Do Łodzi przyjechał m.in. były słynny piłkarz Widzewa i reprezentacji Polski, a w latach 2012-21 prezes PZPN Zbigniew Boniek. Kilka godzin przed meczem odebrał tytuł Honorowego Obywatela Łodzi - przyznany już długo wcześniej, ale z powodu pandemii nie mogło wówczas dojść do takiej uroczystości.

Na trybunach zasiadł komplet widzów - czyli prawie 18 tysięcy. Na więcej nie pozwala pojemność stadionu, choć chętnych na wejściówki, jak informowano, było nawet 70-80 tysięcy.

Rozczarowujący początek Widzewa 

W pierwszej połowie kibice gospodarzy mogli być rozczarowani. Widzew ustępował Legii i przegrywał do przerwy 0:2.
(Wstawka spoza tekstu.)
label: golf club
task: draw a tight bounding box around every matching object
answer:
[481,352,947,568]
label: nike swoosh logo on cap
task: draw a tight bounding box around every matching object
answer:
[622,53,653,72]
W 30. minucie po akcji Pawła Wszołka i odegraniu piłki przez Albańczyka Ernesta Muciego skutecznym, płaskim strzałem popisał się Szwed Mattias Johansson.

Tuż przed przerwą prowadzenie gości podwyższył Bartosz Kapustka, znów po asyście Muciego. Wydaje się jednak, że chwilę wcześniej właśnie w tej akcji - jak wynika z powtórek telewizyjnych - piłka odbiła się od ręki Josue (przy przyjęciu przez niego piłki).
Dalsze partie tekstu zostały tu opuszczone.